On January 30, 2020, the International Health Regulations Emergency Committee of the World Health Organization (WHO) declared the Coronavirus disease (COVID-19) outbreak a public health emergency of international concern.
Originating in China, the virus has spread to at least 75 other countries, including the United States. At the time of this publication, 170,000 cases have been confirmed, with more than 6,500 fatalities — more than what was originally predicted. The WHO has since declared the outbreak as a pandemic on March 11, 2020.
While big-named companies like Target and Walmart have yet to report any damage to their supply chains because of the outbreak, however, it is inevitable that it will as countries begin to place strict travel restrictions.
The city of Wuhan - a major industrial and transport hub in China - has been placed on quarantine since Jan. 23 to help prevent the spread of the virus, lowering imports for the incoming months.

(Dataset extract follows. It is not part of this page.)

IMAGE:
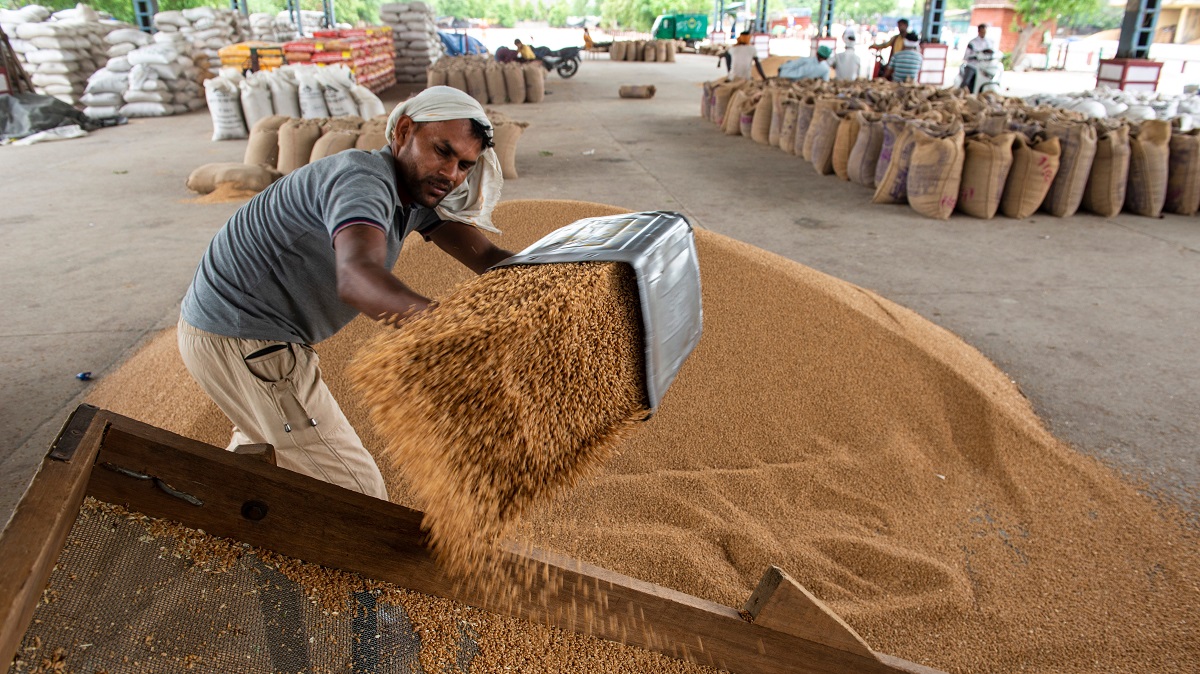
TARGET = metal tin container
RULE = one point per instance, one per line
(661, 248)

Disruptions to inbound and outbound air cargo shipments, trucking and rail cargo services, and port congestion near Wuhan will persist as the outbreak continues. According to Resilience360, regional lockdown has already impacted logistics operations that rely on access to highways to carry goods into and out of the region.
“February is historically a slow month for imports because of Lunar New Year and the lull between retailers’ holiday season and summer, but this is an unusual situation,” NRF vice president for supply chain and customs policy Jonathan Gold says. “Many Chinese factories have already stayed closed longer than usual, and we don’t know how soon they will reopen. U.S. retailers were already beginning to shift some sourcing to other countries because of the trade war, but if shutdowns continue, we could see an impact on supply chains.”
Italy, South Korea, Iran and Israel have also placed travel bans in order to help prevent the spread of the virus. In addition, the United States have restricted travel to Europe and the United Kingdom, while Canada has shut down its border to most foreigners.
From a logistics standpoint, the biggest strain has been on limited capacity through hubs in China, including the aviation sector suspending flights. There has been an increase and prolonged closure of hubs, which has essentially declined the capacity to zero.
“We have seen that in the way that it’s spreading across into different hubs where we see alternative routes to be overly burdened, such as the rail system,” says Koray Köse of Gartner. “Now with the crisis and the hubs being closed and product movements are still active to some extent, but not necessarily from those regions, will become crowded and impacted. This means that there’s an additional strain on the overall network to move material.”
Despite the closures, there has been an uptick in demand for certain products as consumers begin stockpiling in case the outbreak continues.
According to meal planning service eMeals there has been an uptick in:
- Chicken noodle soup (+37%)
- Hand sanitizer (+65%)
- Disinfecting Wipes: (+353%)
- Clorox Branded Products (+22%)
- Ibuprofen (+236%)
- Cold & Flu medications (+197%)
Meanwhile, the virus has temporarily halted hiring in several sectors as airlines continue to cutback on flights and large public events are being canceled or postponed. Companies like Microsoft have encouraged workers to stay at home, but this could lead to a decline in the economic activity or even layoffs. Already, the NBA, NHL, MLB and NCAA have either canceled or postponed their seasons because of the virus, leaving thousands of stadium employees without jobs.
“You see white and blue collar labor being affected. It’s not just about having difficulties in rehiring, but it’s also about being able to keep your staff healthy and safe,” Kose says. “We want to prevent spread, but we also want to balance productivity and make staffs feel safe. If someone gets infected, then you’ll have to rehire, retrain and then experience a recovery period that impacts your productivity and a shutdown.”